Seems like we don't really hear of those two things being discussed in the same sentence, do we? At least, not in the real world, and by real, I mean like, actual reality, not the magical world of marketing that makes billions of dollars persuading artists they can become rich and famous without dying first. Art and business hook up in the business world, but not in the art world. MFA students aren't taught how to register as an LLC and get their marketing plans ready. Budding artists are told their art is not a commodity. It's something unique and special. In fact, to call art a product is a deadly insult to some artists. To call their art anything less than fine is fighting words. Don't you dare use the word artisan. Craftsperson. One step away from hack

Whatever. Artists love to hear about the joy of delivering their art to the art-hungry world. As soon as I mention the words sales tax or LLC, they all but run screaming into the night. In fact, only one person in my audience of a dozen or so wannabe artist-turned-millionaires was wearing a mask, so I could see the exact moment when their brains turned up their little cerebellar toes and said nope, not for me, I'm outa here

As usual, each artist in my crowd was at a different stage in their career. No way was I able to address all their needs. It's dumb to try and yet I keep trying. Isn't that the very definition of insanity? Well, no big epiphany there. Still, I did my best to be informative, pleasant, and engaging, even as they one by one got right into my personal space and breathed all over me. I didn't shake any hands and nobody touched me, I don't think, probably because I am a stinky mess, having forgotten how to groom. I've lost the art of caring about how I look. Or smell, apparently. Clearly, I've been alone and sweating in the desert for too long. But I wasn't stinky enough, apparently. They still got too damn close. 

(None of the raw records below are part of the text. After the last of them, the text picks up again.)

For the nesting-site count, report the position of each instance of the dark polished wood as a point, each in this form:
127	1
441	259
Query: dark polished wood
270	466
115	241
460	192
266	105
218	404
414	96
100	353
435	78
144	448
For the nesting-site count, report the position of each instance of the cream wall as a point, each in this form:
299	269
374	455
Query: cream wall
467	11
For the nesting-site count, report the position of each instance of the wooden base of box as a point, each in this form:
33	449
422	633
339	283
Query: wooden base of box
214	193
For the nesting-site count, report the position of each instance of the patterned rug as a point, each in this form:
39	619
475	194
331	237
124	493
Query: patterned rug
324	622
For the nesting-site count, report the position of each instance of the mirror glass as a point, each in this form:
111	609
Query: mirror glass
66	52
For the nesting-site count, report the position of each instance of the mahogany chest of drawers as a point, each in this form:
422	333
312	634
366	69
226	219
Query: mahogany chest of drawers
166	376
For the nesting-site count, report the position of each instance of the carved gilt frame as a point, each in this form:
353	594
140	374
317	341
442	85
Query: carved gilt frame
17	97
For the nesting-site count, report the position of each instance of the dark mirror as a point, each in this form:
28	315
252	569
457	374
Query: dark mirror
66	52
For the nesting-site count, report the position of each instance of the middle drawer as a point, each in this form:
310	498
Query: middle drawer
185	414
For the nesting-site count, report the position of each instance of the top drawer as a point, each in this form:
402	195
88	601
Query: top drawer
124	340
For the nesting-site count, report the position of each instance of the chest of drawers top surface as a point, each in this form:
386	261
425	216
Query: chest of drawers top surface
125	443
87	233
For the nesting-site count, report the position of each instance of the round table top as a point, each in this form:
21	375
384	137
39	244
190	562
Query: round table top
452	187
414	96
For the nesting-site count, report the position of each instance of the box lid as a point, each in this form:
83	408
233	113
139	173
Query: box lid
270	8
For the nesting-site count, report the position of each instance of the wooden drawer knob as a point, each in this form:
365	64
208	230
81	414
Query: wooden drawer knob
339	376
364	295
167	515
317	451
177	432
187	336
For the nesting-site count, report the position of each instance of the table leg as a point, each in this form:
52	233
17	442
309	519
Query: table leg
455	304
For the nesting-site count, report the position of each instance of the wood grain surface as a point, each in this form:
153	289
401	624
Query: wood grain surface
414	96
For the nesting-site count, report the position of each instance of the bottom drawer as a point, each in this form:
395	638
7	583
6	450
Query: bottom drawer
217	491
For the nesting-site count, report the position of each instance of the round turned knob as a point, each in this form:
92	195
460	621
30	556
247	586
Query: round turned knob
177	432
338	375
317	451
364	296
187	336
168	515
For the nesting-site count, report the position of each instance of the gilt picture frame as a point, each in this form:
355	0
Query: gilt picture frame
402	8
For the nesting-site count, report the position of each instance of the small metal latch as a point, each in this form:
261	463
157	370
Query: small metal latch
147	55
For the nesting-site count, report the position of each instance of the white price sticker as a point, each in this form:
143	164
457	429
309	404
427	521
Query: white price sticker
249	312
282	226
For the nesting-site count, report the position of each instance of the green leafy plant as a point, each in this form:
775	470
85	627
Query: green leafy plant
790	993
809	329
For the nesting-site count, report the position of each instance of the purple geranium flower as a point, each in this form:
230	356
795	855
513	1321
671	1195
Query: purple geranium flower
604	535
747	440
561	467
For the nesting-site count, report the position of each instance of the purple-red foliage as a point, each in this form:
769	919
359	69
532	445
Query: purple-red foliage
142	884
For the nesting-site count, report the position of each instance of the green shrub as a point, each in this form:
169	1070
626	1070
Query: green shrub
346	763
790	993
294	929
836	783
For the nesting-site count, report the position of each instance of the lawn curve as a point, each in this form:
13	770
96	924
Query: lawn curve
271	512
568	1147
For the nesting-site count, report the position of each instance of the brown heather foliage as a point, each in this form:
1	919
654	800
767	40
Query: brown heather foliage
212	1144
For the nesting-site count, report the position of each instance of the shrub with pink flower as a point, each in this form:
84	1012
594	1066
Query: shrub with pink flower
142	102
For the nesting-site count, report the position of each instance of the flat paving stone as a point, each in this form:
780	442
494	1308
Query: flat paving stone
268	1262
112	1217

I delivered my dog-and-pony show, and when it was over, I helped schlep the chairs back into the storage room and stack them in neat vertical piles, ready for next month's members' meeting, because my mission in life is to be useful, even if it kills me. I am not a member of this gallery, in case you are wondering, nor do I plan to be, even though as a creative knucklehead, I would fit right in. The idea of immersing myself into the bubbling angst of artists struggling to retain a shred of their creative souls as they troll the world of commerce for enough filthy lucre to pay their rent is too much for this introvert. 

Every conversation I have with artists these days starts the same way: I want to make money selling my art. After a while, I want to scream. With laughter, of course. I think I've been alone too long.